Arrays
Arrays¶
The next new concept is the NumPy array. You often use this construct in data analysis. We want to employ the NumPy array to filter elements in our lists and even bring them together into two dimensions. Up to now we only had one dimension, but why not add one more?
NumPy has been a long-standing toolkit for data analysis. According to https://numpy.org/, it is ‘the fundamental package for scientific computing with Python’. It features heavily in what is still a standard introduction in our field: https://wesmckinney.com/pages/book.html. It is a really good book to further work on the topics that are discussed in these introductions.
First, we have to import the library numpy. You always do that in Python with import. In this case, type in import numpy
.
Let’s move on from our gambling and look at social media. We will now introduce an example from social analytics brought to us by dataquest.com, which we will come back to again later in the course.
You have a LinkedIn account and a Facebook account and want to find out, which one has more views and is more successful. You collected the views per day for a particular week.
Type in linkedin = numpy.array([16, 9, 13, 5, 2, 17, 14])
to record the views for LinkedIn.
This is how you create a NumPy array directly. If you are reminded of standard Python lists, you are right. For now, NumPy arrays and lists are basically the same for us.

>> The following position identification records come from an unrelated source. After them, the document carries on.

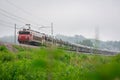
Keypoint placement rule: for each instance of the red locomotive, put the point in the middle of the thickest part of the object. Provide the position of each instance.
(28, 36)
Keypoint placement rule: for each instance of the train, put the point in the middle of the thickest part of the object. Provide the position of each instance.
(32, 37)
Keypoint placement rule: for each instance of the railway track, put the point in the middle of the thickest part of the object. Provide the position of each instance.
(71, 48)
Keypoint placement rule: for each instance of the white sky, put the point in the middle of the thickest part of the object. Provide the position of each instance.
(70, 17)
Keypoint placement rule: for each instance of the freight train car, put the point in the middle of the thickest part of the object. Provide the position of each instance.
(27, 36)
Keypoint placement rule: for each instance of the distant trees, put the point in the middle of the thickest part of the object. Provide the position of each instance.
(87, 42)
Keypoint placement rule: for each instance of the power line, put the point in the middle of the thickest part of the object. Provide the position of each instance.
(7, 22)
(18, 18)
(19, 8)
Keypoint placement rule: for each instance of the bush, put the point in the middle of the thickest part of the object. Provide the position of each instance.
(3, 48)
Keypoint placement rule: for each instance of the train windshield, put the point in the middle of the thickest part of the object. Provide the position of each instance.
(24, 32)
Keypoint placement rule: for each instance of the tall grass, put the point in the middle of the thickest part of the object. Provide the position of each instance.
(56, 64)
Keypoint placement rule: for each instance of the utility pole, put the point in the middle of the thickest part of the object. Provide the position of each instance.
(52, 32)
(28, 26)
(15, 35)
(52, 29)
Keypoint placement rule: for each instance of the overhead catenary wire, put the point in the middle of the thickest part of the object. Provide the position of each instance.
(18, 18)
(23, 10)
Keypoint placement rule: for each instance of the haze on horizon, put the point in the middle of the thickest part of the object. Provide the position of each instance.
(70, 17)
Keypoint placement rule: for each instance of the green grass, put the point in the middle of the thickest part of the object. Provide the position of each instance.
(56, 64)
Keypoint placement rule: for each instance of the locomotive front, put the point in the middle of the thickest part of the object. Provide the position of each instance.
(24, 36)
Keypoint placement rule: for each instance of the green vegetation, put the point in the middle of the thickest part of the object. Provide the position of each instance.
(56, 64)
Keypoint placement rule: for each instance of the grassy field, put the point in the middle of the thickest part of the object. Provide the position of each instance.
(56, 64)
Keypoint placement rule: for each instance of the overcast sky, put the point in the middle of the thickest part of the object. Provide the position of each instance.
(70, 17)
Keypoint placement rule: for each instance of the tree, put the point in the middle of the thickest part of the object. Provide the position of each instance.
(87, 42)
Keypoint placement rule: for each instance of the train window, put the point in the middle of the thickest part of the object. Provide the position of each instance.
(24, 32)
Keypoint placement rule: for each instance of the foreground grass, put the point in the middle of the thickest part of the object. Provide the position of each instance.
(56, 64)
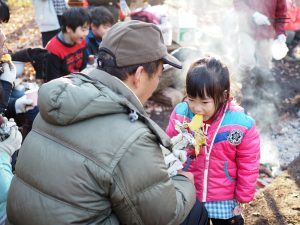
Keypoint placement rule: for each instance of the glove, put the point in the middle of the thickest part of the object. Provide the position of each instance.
(172, 162)
(9, 72)
(22, 104)
(13, 142)
(281, 38)
(261, 19)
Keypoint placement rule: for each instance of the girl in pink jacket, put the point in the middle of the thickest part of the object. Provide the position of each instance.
(226, 169)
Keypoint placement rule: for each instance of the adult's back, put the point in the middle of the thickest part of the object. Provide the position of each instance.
(77, 179)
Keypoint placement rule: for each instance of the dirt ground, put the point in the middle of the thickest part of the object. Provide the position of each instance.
(279, 202)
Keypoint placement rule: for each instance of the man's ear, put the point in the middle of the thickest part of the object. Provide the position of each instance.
(138, 76)
(68, 29)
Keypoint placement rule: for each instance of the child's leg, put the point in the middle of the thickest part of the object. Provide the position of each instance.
(197, 216)
(236, 220)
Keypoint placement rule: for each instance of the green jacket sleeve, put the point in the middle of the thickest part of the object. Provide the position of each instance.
(143, 193)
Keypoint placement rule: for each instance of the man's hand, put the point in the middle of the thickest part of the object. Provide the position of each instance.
(187, 174)
(261, 19)
(9, 72)
(281, 38)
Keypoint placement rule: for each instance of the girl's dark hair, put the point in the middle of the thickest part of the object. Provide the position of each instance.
(107, 63)
(4, 12)
(101, 16)
(74, 17)
(209, 77)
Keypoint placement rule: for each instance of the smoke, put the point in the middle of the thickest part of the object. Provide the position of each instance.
(211, 27)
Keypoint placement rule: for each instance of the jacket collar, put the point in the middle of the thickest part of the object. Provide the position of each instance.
(117, 86)
(131, 100)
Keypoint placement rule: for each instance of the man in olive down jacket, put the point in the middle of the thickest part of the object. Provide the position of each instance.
(93, 155)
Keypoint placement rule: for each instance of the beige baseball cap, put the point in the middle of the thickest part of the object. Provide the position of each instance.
(135, 42)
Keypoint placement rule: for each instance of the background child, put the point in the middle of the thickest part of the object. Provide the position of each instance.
(67, 48)
(226, 169)
(101, 21)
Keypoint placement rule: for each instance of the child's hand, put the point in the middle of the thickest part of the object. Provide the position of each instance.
(238, 210)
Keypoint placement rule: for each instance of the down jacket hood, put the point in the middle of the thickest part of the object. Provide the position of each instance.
(92, 93)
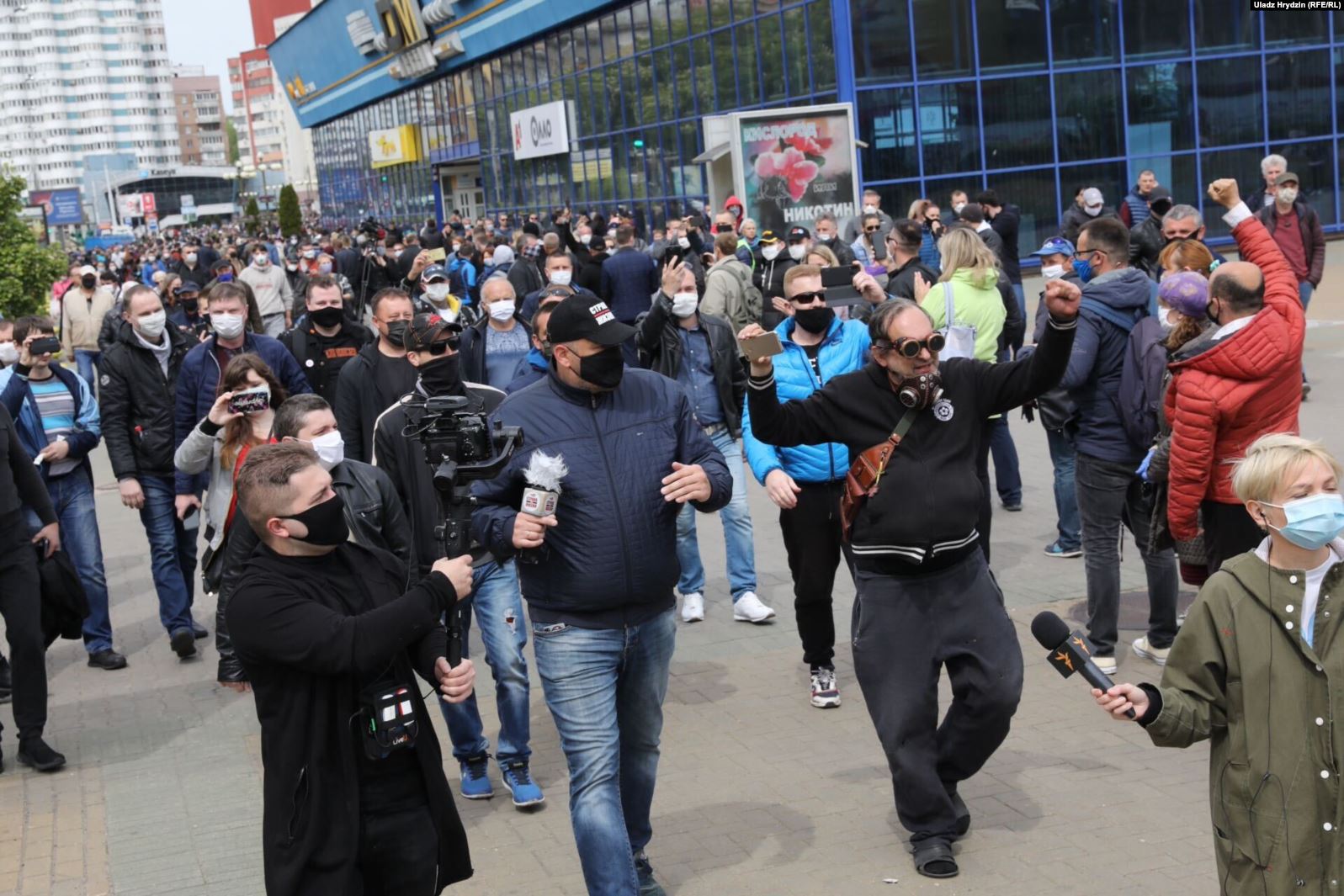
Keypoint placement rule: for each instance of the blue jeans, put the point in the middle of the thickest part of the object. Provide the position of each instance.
(85, 359)
(173, 553)
(1062, 453)
(497, 601)
(605, 689)
(736, 531)
(1007, 472)
(72, 495)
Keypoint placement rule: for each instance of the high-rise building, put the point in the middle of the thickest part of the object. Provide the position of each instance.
(198, 105)
(81, 78)
(265, 13)
(253, 86)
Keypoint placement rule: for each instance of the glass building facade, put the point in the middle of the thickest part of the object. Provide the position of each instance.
(1033, 98)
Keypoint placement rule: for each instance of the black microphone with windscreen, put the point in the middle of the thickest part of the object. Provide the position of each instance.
(1070, 652)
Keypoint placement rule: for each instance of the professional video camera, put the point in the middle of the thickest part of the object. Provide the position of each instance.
(460, 448)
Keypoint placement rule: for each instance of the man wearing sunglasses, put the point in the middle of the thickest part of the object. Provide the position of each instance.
(925, 594)
(432, 348)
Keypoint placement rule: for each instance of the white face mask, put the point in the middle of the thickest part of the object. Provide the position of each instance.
(684, 304)
(331, 449)
(227, 326)
(152, 326)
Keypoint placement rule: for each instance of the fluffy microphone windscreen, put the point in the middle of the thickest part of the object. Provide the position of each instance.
(1049, 630)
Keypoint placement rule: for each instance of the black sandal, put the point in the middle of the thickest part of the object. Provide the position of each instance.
(934, 860)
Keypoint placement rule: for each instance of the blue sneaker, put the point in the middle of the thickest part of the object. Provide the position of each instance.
(476, 781)
(648, 886)
(519, 782)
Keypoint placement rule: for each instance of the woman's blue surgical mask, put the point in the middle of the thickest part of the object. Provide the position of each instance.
(1312, 522)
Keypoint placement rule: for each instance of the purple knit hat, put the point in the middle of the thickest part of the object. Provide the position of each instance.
(1186, 292)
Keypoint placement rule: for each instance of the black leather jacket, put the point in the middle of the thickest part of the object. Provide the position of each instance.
(375, 519)
(660, 342)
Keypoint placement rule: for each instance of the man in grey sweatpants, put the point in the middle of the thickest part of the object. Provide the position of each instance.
(925, 594)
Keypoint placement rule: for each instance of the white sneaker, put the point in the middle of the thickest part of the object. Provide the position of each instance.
(1150, 652)
(749, 609)
(693, 607)
(826, 693)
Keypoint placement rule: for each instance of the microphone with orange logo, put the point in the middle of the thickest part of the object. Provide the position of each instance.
(1070, 652)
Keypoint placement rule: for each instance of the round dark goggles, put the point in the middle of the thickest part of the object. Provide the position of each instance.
(911, 347)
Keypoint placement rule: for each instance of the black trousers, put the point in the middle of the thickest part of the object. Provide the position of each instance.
(20, 605)
(906, 629)
(398, 853)
(812, 540)
(1229, 529)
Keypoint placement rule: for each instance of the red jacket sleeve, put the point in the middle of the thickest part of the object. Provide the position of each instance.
(1258, 247)
(1193, 416)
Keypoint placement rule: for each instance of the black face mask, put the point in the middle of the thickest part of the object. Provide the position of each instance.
(815, 320)
(328, 316)
(441, 375)
(396, 333)
(326, 522)
(603, 369)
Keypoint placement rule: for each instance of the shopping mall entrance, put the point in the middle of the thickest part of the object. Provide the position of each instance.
(463, 191)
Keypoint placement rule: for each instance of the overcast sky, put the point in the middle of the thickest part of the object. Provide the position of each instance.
(206, 34)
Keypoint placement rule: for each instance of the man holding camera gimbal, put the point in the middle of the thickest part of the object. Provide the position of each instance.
(353, 796)
(432, 348)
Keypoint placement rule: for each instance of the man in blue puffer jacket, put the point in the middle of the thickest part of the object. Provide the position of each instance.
(598, 574)
(806, 481)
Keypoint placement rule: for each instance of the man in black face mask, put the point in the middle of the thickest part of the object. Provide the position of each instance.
(376, 376)
(331, 639)
(326, 339)
(914, 544)
(601, 591)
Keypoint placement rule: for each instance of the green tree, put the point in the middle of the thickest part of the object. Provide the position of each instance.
(231, 143)
(290, 220)
(27, 270)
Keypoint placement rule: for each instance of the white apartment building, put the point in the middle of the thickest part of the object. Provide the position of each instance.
(83, 77)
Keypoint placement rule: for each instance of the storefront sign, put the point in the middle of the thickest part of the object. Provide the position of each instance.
(394, 146)
(796, 166)
(62, 206)
(540, 130)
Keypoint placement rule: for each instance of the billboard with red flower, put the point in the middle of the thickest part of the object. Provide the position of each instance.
(797, 166)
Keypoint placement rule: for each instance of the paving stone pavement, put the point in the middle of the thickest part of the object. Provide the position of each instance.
(758, 793)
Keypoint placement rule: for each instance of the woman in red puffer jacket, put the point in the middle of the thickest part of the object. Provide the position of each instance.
(1247, 383)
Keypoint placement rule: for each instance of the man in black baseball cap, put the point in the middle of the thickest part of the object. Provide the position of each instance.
(432, 347)
(601, 590)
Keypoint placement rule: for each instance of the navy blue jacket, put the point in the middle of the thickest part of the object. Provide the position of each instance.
(198, 384)
(610, 559)
(1112, 305)
(630, 281)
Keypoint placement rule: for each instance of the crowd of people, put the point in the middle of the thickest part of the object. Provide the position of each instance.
(258, 400)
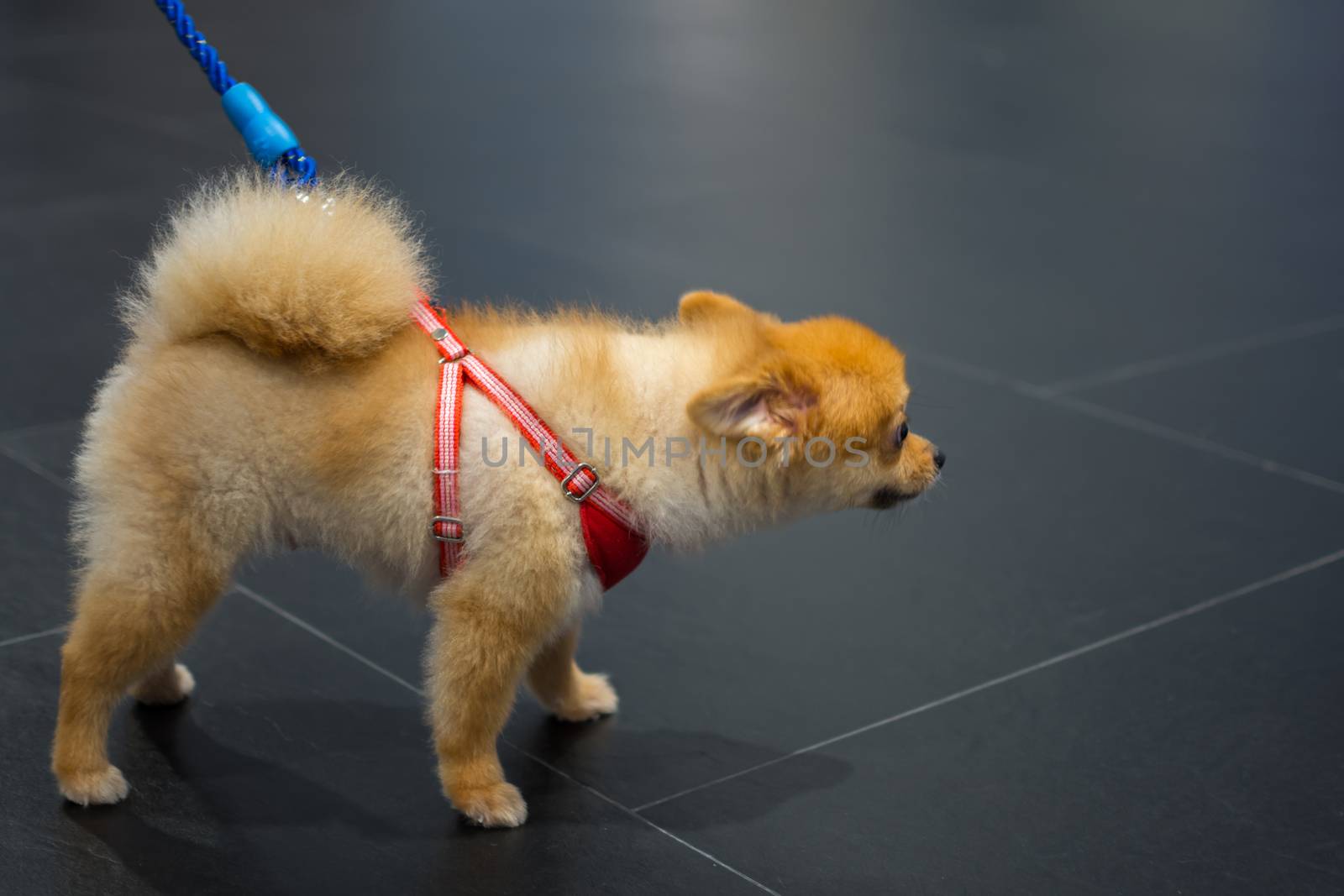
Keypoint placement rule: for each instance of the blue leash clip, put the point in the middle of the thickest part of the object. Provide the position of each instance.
(266, 134)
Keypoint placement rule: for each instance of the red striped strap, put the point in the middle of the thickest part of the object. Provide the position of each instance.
(457, 364)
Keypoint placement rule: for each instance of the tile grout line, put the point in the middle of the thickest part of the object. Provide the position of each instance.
(1026, 671)
(1210, 352)
(45, 633)
(322, 636)
(40, 472)
(30, 429)
(635, 813)
(1128, 421)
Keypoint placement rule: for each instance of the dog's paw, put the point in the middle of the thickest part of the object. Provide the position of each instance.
(94, 788)
(497, 805)
(595, 696)
(165, 688)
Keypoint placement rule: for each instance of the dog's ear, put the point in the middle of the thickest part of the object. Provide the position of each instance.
(703, 305)
(761, 405)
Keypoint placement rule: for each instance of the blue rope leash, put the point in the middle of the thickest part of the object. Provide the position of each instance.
(268, 137)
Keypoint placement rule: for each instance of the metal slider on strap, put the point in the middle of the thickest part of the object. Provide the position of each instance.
(569, 477)
(454, 520)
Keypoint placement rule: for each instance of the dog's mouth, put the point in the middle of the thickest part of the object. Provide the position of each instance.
(887, 497)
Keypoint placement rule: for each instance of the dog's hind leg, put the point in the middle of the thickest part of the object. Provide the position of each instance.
(131, 620)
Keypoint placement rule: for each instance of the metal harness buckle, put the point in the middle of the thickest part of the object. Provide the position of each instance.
(454, 539)
(569, 477)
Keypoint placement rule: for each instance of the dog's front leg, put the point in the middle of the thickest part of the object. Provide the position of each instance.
(570, 694)
(490, 625)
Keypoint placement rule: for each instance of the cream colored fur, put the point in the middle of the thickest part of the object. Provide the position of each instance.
(273, 392)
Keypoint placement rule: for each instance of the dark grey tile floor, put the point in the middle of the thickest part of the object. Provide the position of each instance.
(1104, 656)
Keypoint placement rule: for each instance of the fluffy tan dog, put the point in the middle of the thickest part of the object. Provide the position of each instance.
(273, 392)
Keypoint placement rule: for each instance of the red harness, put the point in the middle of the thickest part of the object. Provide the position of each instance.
(615, 543)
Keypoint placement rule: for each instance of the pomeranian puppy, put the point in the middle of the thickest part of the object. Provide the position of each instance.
(275, 392)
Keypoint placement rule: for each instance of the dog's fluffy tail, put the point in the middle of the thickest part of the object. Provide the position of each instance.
(326, 271)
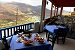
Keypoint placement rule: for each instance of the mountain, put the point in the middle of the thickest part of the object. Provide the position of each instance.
(9, 10)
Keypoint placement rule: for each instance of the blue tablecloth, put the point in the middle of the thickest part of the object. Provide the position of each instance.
(37, 46)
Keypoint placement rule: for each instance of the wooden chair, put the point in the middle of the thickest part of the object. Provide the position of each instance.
(62, 32)
(5, 43)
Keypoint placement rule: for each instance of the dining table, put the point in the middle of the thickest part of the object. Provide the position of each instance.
(34, 46)
(53, 29)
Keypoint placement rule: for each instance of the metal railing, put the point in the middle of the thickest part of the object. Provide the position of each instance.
(8, 32)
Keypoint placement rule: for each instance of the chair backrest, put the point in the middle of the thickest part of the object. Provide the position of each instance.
(5, 43)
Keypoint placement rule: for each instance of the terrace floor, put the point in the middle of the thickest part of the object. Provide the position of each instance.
(69, 44)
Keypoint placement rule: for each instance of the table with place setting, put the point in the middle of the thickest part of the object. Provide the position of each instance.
(35, 42)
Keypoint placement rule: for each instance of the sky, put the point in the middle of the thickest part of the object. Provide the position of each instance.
(36, 3)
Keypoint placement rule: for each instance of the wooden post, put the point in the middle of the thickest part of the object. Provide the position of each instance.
(61, 11)
(51, 10)
(43, 9)
(57, 11)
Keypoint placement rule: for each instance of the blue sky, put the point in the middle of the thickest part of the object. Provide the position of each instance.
(36, 3)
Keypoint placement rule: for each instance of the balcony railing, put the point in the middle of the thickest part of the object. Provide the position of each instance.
(10, 30)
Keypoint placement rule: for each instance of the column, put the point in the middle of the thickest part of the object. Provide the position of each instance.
(51, 10)
(57, 11)
(61, 11)
(43, 9)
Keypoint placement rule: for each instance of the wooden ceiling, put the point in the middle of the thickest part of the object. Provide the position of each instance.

Now, please create the list facebook_list = [17, 7, 5, 16, 8, 13, 14]
.
You can transform lists easily into arrays with facebook = numpy.array(facebook_list)
. Try it.
Print out facebook to see that it is numpy array.
Matrices are another important concept in data analysis. They are two-dimensional arrays. They are more commmon than you think. For instance, black and white images are such matrices. They contain a pixel value at the horizontal and vertical dimension.
We can create a matrix called views by simply combing linkedin and facebook. Type in views = numpy.array([linkedin, facebook])
.
Print out views.
With views.shape
, you can check the shape of the matrix. It has 2 rows and 7 columns.
We can then ask a couple of good questions against the matrix views without having to reference the arrays it is made of.
To find out on which days we had 13 views for either LinkedIn or Facebook, we type views == 13
. The == is the Boolean equivalence operator.
When are views less than or equal to 14? Try views <= 14
.
How often does facebook equal or exceed linkedin views times two? This is actually a quite advanced expression already. Try it with sum(facebook >= (linkedin * 2))
.
Take a moment to think about the components of this expression. Maybe, you want to take a piece of paper and a pen to write down all the components. Hint: Boolean variables can also be thought of a 0 for False and 1 for True.
Similar to arrays, we can access each element of a matrix, but this time we of course need 2 dimensions. views[0][1]
will select the first row’s second element. Try it.
The order of indexes is row first and then column. Try views[1][4]
.
There is much more we can do. NumPy contains a lot of support functions.
We can, for instance, reorder the social media views, so that the social media companies are the columns and the rows are the days.
If you remember your school days, you can do change the axes in a matrix by transposing it - in Python with numpy.transpose. Simply run views_t = numpy.transpose(views)
. Print out views_t.
Array and matrix are important ideas for interactive data explorations. Many of the comparisons we did in this notebook cannot be done directly with Python lists.
In the next session, we will be introduced to the idea of data frames, which takes the matrix one step further.